Trump’s nominee to be Secretary of Health and Human Services, Rep. Tom Price (R-Georgia), is an orthopedic surgeon and six-term congressman who has introduced several bills to repeal and replace the Affordable Care Act.

Price’s latest legislation, The Empowering Patients First Act, would do away with Obamacare and create incentives for people to contribute to health savings accounts, offer grants to states to subsidize insurance for "high-risk populations" and allow insurers to sell policies across state lines.

Peter Lee, executive director of Covered California, said he’s met Price many times and is committed to finding common ground.
 
"He’s a physician, he cares about patients," he told KPCC. "He has a strong market bent, but as a doctor, I’m hopeful he’ll listen to the evidence" regarding the Affordable Care Act's benefits.

Lee is also trying to stay optimistic about Seema Verma, Trump’s choice to head the agency that oversees Medicare and Medicaid.

Verma is known for her work in Indiana with Vice President-elect Mike Pence, whose gubernatorial administration required Medicaid recipients to pay premiums and track their compliance with healthy behaviors.

"She's known to be pretty conservative," Lee said, "but a pragmatist."

Lee said Covered California officials will be trying to meet with Verma and Price in the coming weeks to offer "a California perspective" on the Affordable Care Act.

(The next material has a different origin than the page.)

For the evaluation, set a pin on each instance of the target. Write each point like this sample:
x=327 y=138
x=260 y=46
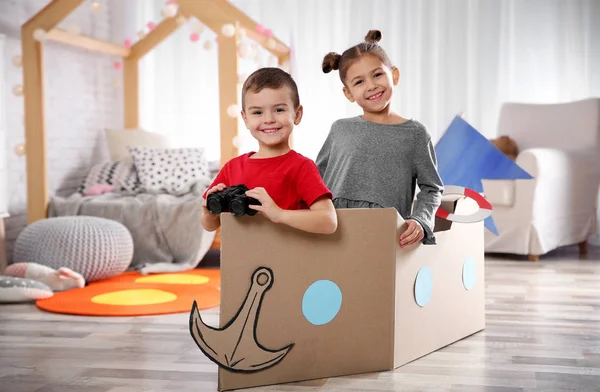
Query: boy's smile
x=270 y=116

Under the health law, about 5 million Californians have gotten health insurance, either through the expansion of Medicaid - Medi-Cal in the Golden State - or through subsidized private policies bought through the Covered California exchange.

Studies predict that the number of uninsured Californians will more than double if Obamacare is repealed. Researchers also estimate that California stands to lose more $15 billion annually that the state’s been getting for the Medi-Cal expansion and private insurance subsidies - more than any other state.